The fact is that while women's groups fought long and hard against certain parts of the health reform law, namely the Nelson amendment which places many restrictions on abortion coverage in the state health exchanges, the law offers much more than it restricts.
The National Latina Institute for Reproductivce Health is urging its supporters to sign a petition to Congress, which reminds people that the Affordable Care Act:
"included a number of provisions that would greatly benefit Latinas, including: $1 billion in funding for Community Health Centers, a critical source of care for Latinas and our families; and...Guarantees women's preventive services such as mammograms, and Pap smears (provided free of cost)."
The Center for Reproductive Rights called on House members to vote no on the health care law repeal act, acknowledging the positive and negative pieces of the law,
“...While we certainly criticized the law during last year’s debate for its backsliding on access to abortion services, a reversal of the legislation would remove important protections for women’s health and set the stage for more retrograde reforms in the future.
“On the one hand, the Nelson Amendment was a significant setback for women, imposing a convoluted payment system for abortion coverage that needlessly burdens insurers and discourages them from offering coverage at all. At the same time, repeal of the healthcare law would deprive millions of women and their families critical provisions that will safeguard their health. Among other provisions, the law eliminates the discriminatory practice of charging women higher premiums than men; provides families with options for affordable insurance coverage; ends the exclusion of cesarean sections as a pre-existing condition; and expands coverage for women’s health by holding out a promise of increased access to contraception without co-pays."

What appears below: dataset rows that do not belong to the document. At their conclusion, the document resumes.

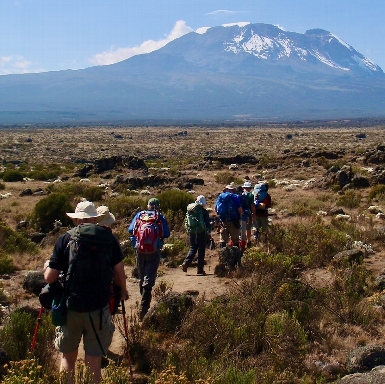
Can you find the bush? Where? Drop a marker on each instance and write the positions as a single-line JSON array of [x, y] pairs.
[[13, 242], [226, 178], [175, 200], [350, 199], [12, 175], [378, 191], [6, 264], [51, 208], [309, 239]]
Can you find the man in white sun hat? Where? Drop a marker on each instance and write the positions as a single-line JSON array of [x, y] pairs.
[[248, 214], [89, 257], [106, 218], [197, 235]]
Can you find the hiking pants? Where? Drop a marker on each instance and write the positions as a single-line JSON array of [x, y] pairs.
[[147, 266], [197, 243], [246, 227], [229, 230]]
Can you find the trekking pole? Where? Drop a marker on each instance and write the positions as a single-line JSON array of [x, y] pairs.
[[126, 338], [36, 329]]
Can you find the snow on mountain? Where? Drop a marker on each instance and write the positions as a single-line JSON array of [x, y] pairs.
[[268, 42]]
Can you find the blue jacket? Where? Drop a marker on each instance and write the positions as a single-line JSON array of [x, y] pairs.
[[166, 229]]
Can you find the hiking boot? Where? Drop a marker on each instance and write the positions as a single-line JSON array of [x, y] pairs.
[[104, 362], [184, 267]]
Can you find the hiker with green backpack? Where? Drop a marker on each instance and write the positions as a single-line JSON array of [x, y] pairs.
[[229, 208], [89, 257], [198, 227]]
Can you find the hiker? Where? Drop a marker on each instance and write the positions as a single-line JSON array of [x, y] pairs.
[[229, 208], [248, 206], [198, 227], [262, 204], [86, 288], [106, 217], [148, 229]]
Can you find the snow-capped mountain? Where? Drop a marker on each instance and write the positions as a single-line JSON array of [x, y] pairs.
[[238, 71], [270, 43]]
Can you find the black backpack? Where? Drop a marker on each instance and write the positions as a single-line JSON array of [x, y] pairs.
[[90, 273]]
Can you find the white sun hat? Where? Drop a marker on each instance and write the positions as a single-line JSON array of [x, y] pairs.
[[201, 200], [83, 210], [106, 218]]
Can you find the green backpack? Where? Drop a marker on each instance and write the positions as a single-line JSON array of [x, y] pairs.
[[194, 221]]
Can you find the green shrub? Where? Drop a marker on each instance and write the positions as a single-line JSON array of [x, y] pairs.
[[350, 199], [378, 191], [43, 175], [51, 208], [6, 264], [18, 331], [12, 175], [226, 178], [13, 242], [309, 239], [175, 200]]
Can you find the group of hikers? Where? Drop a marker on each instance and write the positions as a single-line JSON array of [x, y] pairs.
[[88, 261]]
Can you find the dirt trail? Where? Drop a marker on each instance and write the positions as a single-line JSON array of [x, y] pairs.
[[210, 286]]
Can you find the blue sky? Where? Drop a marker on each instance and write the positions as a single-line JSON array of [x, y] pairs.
[[51, 35]]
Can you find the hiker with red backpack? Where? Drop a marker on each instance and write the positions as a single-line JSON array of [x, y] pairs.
[[229, 208], [90, 257], [148, 229], [197, 224]]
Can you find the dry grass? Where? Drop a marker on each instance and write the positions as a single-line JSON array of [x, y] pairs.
[[281, 161]]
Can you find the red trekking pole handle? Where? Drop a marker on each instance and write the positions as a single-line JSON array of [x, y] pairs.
[[126, 337], [36, 329]]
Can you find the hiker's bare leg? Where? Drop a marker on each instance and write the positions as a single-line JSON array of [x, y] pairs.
[[94, 363], [67, 364]]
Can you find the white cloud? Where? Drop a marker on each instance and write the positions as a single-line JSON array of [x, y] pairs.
[[114, 55], [223, 12], [15, 64]]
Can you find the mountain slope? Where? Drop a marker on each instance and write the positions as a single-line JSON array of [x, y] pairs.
[[252, 71]]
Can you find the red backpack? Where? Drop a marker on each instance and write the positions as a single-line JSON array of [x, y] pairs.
[[148, 230]]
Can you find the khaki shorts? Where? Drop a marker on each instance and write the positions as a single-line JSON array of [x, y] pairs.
[[79, 324], [229, 230]]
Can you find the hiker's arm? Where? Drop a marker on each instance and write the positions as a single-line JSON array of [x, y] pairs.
[[50, 274], [55, 264], [120, 279]]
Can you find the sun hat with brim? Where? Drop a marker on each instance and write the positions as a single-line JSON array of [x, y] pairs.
[[85, 209], [153, 202], [106, 218]]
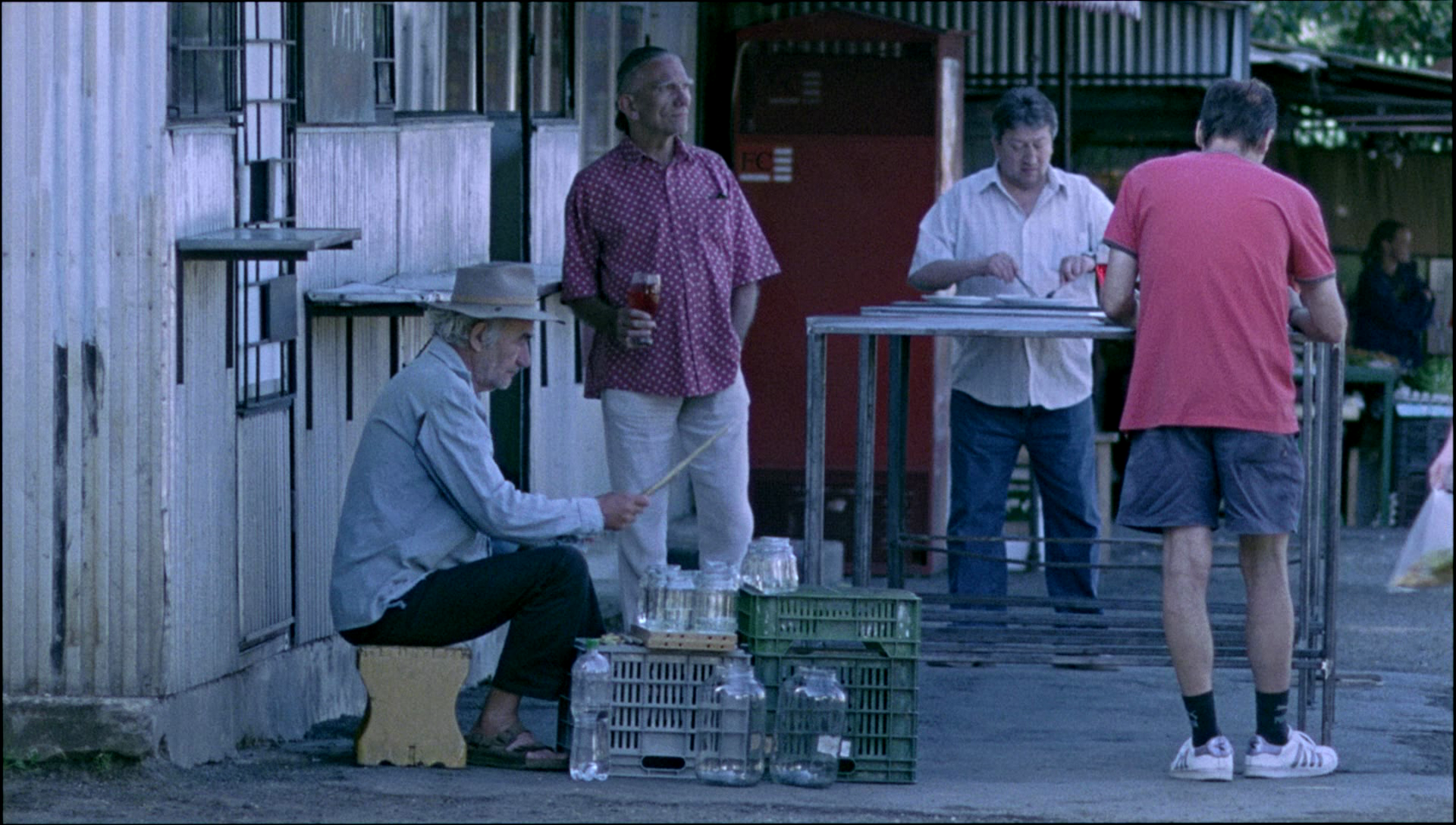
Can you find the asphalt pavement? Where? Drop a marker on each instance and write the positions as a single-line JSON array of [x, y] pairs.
[[998, 742]]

The Department of Health and Human Services also released a report today which highlights the huge impact parts of the health reform law has on the lives of millions of Americans:
"...without the Affordable Care Act, up to 129 million non-elderly Americans who have some type of pre-existing health condition, like heart disease, high blood pressure, arthritis or cancer, would be at risk of losing health insurance when they need it most, or be denied coverage altogether."
The White House, for its part, doesn't seem too concerned.
The National Women's Law Center is equally as concerned for women of all ages. Not only will young women be hurt by a repeal given young people up to age 26 are now able to remain on their parent's insurance plan, but women of child bearing age would lose the guaranteed maternity care coverage, prescription drug coverage and older women's coverage will be affected as well,
"Older women will benefit from a provision which closes the Medicare Part D “donut hole,” or the coverage gap that requires seniors to spend a considerable amount out-of-pocket for prescription drugs. In 2007, 64% of the Medicare beneficiaries that were affected by the “donut hole” were women."
Even if the House passes the bill, Senator Reid has said the Senate will not take it up. Still anti-choice Republicans are using this as a way to unleash their attacks on reproductive rights both in the states and through various measures contained within the health reform law. Regardless of what happens tomorrow, this seems to be the opening song to a painful performance of attacks on women's health in 2011.